The two-year study by the Royal Society of Arts commission on drugs says that some illicit substances could be harmless, while drinking and smoking can cause as many problems as illegal drug use.
Current drug laws have been “driven by moral panic”, it adds, which demonises users and criminalises those who are not otherwise criminals.
The key proposal in the report is for the current classification of drug into classes A, B and C to be replaced by an index of harms caused by drugs, including alcohol and tobacco.
“The evidence suggests that a majority of people who use drugs are able to use them without harming themselves or others,” the commission says. “The harmless use of illegal drugs is thus possible, indeed common.”
It says that education about drugs is “inconsistent, irrele-vant, disorganised” and that its main focus should shift from secondary to primary schools. It also wants responsibility for drugs policy to be moved from the Home Office to the Department for Communities.
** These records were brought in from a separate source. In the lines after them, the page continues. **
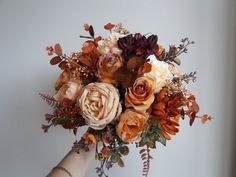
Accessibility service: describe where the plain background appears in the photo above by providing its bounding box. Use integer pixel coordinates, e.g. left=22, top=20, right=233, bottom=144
left=0, top=0, right=236, bottom=177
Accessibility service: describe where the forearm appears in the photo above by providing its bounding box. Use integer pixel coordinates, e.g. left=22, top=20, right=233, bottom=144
left=47, top=145, right=95, bottom=177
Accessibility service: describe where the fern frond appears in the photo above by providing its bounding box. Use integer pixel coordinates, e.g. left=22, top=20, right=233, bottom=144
left=139, top=146, right=152, bottom=177
left=39, top=93, right=59, bottom=108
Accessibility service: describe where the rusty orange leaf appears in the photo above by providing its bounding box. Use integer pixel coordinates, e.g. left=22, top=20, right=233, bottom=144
left=82, top=41, right=95, bottom=54
left=54, top=43, right=62, bottom=56
left=84, top=24, right=90, bottom=31
left=201, top=114, right=213, bottom=124
left=50, top=56, right=62, bottom=65
left=104, top=23, right=115, bottom=30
Professor Anthony King, who chaired the commission, said: “I think there is a real problem about politicians taking sensible decisions in a field as particularly hazardous as this. That being said, there is a need to inject into the debate a degree of calm rationality less foaming at the mouth and more thinking.” The great majority of drug users did not harm themselves or others.
“Current policy is broke and needs to be fixed,” Professor King said.
The commission suggests that, as well as shifting the focus of drug education, “shooting galleries” rooms where users can inject drugs should be introduced; often the wrong people are in jail or in treatment; instead of the “criminal justice bias” of current policy, treating addiction should be seen as a health and social problem, rather than simply a cause of crime; jail sentences should only be given for the most serious drug-related crimes.
Although the report makes no recommendations on decriminalising drugs, it is implicit that possession of some soft drugs, such as cannabis, should no longer be an offence.
It concludes: “Drugs policy should . . . seek to regulate use and prevent harm rather than to prohibit use altogether.”
The Home Office defended its drugs strategy and said that significant progress had been made in tackling drug misuse. However, it would “continue to look to improve our work in this area wherever we can”.
The Metropolitan Police backed the commission’s approach. A spokesman said that it “reflects the principles within the Met’s strategy . . . that the focus is concentrated on drugs that do the most harm”.